ALBANY, NY - During the Saturday evening performance of Les Miserables, regional theatre actress Delia Devereaux performed as Fantine with a prominent blob of barbecue sauce across her ghostly nightgown costume. Devereaux claimed the stain was not at all due to eating a half-rack of ribs while waiting two hours for her final five-minute scene, but rather a conscious effort to complete Fantine’s character arc.

“At the beginning, Fantine is famished, as her debts to the Thérnardiers have left her unable to properly feed and care for herself,” Devereaux explained backstage while drinking from a Big Gulp held inches away from her mouth. “Yet, by the end of the show, Fantine has found peace in heaven. And, Fantine’s peace is best symbolized by a lemon-sized glob of The Devil’s Inferno hot barbecue sauce.”

Anna Nolans, the director of the production, expressed her skepticism of Devereaux’s character choice.

“During tech, I warned Delia repeatedly not to eat or drink in costume.” Nolans remarked while unscrolling her graduate thesis paper on dramaturgical condiment analysis. “Not only is it irresponsible, but also it is anachronous. An eighteenth-century woman would only have access to that particular brand of barbecue sauce if she had the ability to travel through time.”
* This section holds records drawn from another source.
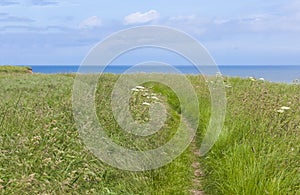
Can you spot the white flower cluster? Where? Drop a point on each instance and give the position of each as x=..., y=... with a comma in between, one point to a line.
x=283, y=109
x=145, y=93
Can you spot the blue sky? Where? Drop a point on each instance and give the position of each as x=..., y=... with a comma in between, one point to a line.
x=235, y=32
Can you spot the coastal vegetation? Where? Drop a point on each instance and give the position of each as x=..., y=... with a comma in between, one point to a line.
x=41, y=151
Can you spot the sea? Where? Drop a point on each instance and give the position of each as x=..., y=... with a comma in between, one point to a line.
x=272, y=73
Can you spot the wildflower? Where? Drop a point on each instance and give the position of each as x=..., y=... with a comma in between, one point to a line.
x=284, y=108
x=139, y=87
x=252, y=78
x=280, y=111
x=135, y=89
x=146, y=104
x=155, y=98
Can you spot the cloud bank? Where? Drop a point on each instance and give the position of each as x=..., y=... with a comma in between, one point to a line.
x=141, y=18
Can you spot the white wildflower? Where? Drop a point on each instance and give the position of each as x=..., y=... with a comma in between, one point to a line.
x=139, y=87
x=284, y=108
x=155, y=98
x=146, y=104
x=135, y=89
x=280, y=111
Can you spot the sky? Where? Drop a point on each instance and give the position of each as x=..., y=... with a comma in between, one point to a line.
x=62, y=32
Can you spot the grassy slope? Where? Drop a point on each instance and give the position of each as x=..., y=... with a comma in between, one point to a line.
x=15, y=69
x=40, y=151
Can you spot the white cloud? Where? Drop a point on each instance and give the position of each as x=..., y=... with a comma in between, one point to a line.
x=140, y=18
x=91, y=22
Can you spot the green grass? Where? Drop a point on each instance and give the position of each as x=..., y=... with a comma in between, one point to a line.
x=15, y=69
x=42, y=153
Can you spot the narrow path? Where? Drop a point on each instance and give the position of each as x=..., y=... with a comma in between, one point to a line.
x=197, y=188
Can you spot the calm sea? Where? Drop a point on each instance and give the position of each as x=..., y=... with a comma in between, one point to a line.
x=276, y=73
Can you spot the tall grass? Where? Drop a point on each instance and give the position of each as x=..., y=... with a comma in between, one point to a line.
x=42, y=153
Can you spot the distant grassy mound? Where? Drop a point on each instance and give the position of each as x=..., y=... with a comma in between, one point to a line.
x=15, y=69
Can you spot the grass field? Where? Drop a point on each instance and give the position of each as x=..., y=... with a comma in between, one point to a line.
x=15, y=69
x=42, y=153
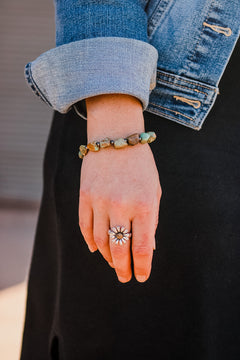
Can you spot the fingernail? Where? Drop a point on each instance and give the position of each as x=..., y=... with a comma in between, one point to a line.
x=141, y=278
x=154, y=244
x=92, y=249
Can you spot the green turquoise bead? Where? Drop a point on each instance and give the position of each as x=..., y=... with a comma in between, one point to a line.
x=105, y=143
x=120, y=143
x=93, y=146
x=80, y=155
x=144, y=138
x=152, y=136
x=83, y=149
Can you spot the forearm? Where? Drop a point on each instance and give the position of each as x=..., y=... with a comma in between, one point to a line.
x=113, y=115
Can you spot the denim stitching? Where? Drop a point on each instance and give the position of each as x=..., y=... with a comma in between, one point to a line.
x=189, y=82
x=175, y=118
x=219, y=29
x=183, y=87
x=33, y=85
x=194, y=103
x=175, y=112
x=200, y=37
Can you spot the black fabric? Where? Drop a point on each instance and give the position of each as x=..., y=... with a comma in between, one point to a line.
x=189, y=308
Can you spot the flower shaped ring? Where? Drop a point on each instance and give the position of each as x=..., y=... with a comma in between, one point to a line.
x=119, y=234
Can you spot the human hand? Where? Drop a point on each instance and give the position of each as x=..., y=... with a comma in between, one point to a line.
x=121, y=187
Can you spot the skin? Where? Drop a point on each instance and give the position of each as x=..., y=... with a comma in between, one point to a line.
x=119, y=187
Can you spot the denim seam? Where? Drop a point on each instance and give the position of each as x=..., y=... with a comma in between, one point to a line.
x=174, y=111
x=189, y=82
x=172, y=117
x=181, y=86
x=200, y=37
x=36, y=89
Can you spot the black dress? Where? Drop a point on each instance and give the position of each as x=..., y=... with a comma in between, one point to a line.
x=190, y=307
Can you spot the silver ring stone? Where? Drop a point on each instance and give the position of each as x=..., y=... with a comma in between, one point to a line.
x=119, y=234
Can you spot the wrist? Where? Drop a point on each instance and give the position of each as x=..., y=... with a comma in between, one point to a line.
x=113, y=115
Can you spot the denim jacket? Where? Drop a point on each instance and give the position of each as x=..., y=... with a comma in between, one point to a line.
x=170, y=54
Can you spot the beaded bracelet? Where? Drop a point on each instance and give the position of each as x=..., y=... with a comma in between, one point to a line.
x=143, y=138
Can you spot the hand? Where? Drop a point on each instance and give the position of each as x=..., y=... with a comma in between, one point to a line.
x=120, y=187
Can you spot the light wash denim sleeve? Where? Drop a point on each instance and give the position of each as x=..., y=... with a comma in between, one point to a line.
x=101, y=48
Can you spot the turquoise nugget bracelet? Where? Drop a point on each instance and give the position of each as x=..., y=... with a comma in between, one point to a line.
x=120, y=143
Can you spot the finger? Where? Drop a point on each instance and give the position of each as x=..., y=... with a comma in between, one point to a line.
x=121, y=251
x=85, y=214
x=100, y=233
x=143, y=243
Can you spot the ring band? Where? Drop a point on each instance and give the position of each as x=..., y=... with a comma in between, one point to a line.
x=119, y=234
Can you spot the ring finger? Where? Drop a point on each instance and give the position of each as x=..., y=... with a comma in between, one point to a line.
x=120, y=250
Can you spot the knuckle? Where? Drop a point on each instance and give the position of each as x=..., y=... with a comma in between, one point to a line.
x=144, y=206
x=84, y=193
x=143, y=250
x=100, y=241
x=118, y=202
x=85, y=228
x=118, y=252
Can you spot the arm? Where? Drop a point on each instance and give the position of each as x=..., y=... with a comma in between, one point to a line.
x=101, y=48
x=103, y=56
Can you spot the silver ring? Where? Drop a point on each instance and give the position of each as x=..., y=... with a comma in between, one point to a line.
x=119, y=234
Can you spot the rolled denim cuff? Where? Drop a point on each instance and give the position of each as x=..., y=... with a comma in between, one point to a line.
x=67, y=74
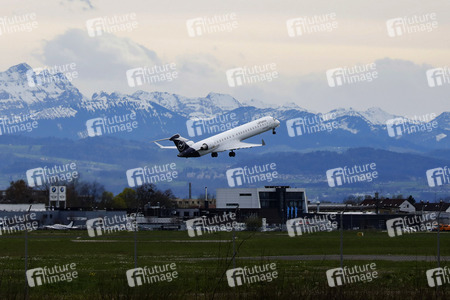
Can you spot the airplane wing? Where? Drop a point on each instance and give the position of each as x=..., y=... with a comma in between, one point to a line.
x=237, y=145
x=165, y=147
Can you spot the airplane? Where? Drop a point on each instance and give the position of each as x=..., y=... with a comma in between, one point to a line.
x=229, y=140
x=61, y=226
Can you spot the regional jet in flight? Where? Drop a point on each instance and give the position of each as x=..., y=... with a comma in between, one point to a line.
x=61, y=226
x=229, y=140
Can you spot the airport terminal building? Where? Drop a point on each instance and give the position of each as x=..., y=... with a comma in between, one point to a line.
x=275, y=203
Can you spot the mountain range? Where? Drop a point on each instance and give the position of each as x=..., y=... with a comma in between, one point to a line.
x=63, y=131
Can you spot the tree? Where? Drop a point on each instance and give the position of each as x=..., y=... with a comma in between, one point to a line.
x=118, y=203
x=107, y=200
x=129, y=197
x=145, y=194
x=19, y=192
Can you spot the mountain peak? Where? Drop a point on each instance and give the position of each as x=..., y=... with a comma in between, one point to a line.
x=20, y=68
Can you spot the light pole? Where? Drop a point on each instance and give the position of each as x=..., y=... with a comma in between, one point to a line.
x=236, y=205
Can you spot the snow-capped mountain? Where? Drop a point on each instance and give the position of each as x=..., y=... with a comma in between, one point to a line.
x=63, y=111
x=24, y=91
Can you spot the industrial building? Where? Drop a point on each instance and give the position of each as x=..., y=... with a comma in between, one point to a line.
x=274, y=203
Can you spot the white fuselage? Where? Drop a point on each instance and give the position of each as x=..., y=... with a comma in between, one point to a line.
x=221, y=141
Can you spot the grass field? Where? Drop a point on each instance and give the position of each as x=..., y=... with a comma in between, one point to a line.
x=201, y=263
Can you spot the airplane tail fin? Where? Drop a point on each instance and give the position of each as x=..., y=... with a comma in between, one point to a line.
x=180, y=142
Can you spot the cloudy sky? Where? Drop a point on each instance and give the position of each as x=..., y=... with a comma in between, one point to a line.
x=260, y=36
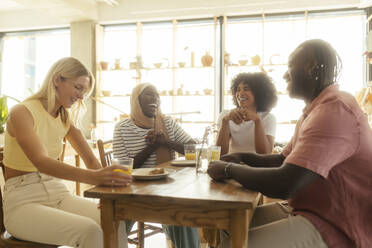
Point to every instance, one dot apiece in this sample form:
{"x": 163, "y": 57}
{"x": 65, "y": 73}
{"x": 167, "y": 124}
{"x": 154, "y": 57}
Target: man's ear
{"x": 311, "y": 70}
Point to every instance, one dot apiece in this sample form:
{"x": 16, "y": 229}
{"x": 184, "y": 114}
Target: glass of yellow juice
{"x": 214, "y": 153}
{"x": 126, "y": 162}
{"x": 189, "y": 151}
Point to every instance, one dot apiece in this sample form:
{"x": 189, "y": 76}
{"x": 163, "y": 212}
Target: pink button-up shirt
{"x": 334, "y": 140}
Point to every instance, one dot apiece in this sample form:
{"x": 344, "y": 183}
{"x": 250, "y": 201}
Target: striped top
{"x": 129, "y": 139}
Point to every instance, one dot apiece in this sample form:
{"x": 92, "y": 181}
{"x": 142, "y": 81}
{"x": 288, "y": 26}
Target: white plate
{"x": 183, "y": 163}
{"x": 144, "y": 174}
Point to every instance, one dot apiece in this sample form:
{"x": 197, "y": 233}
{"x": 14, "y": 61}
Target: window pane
{"x": 27, "y": 58}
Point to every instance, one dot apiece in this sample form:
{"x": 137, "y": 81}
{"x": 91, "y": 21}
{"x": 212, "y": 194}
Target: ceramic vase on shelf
{"x": 104, "y": 65}
{"x": 207, "y": 59}
{"x": 117, "y": 65}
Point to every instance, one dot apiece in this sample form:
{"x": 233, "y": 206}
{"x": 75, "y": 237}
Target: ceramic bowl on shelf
{"x": 243, "y": 62}
{"x": 106, "y": 92}
{"x": 104, "y": 65}
{"x": 207, "y": 91}
{"x": 133, "y": 65}
{"x": 158, "y": 65}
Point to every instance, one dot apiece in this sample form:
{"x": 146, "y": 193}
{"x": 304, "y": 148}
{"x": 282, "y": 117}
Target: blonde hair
{"x": 65, "y": 68}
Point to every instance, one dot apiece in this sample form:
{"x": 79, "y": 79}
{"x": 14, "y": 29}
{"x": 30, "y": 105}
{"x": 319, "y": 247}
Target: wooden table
{"x": 183, "y": 198}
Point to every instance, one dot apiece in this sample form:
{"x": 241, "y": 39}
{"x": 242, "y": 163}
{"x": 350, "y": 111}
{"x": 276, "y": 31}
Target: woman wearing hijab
{"x": 151, "y": 138}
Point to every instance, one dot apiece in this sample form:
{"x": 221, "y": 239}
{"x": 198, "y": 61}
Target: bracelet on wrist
{"x": 227, "y": 167}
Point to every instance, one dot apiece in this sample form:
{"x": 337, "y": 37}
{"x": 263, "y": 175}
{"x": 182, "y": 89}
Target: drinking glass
{"x": 126, "y": 162}
{"x": 190, "y": 150}
{"x": 214, "y": 153}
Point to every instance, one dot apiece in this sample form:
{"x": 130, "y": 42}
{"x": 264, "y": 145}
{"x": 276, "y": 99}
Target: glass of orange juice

Devereaux showed interest in Nolans’ time-travel hypothesis and inquired if the production could cut some scenes and, “skip the Valjean identity fraud part and the Javert obsessive stalker routine.” By jumping from Fantine’s death to her reappearance, Devereaux hopes to “get home at a reasonable hour.”

Ingenue Allison Douglas stated her admiration and noted how Deveraux’s character choice has inspired her own performance as Cosette.

“Delia evoked my own-reimagining,” Allison explained, while wiping her Cheeto-dust-encrusted hands over Cosette’s wedding dress. “Cosette, too, has been victimized by the Thérnardiers. It only makes sense that Cosette, like her mother, would wear stains representing the struggles of her past and the boredom of waiting until Act Two for your first entrance.”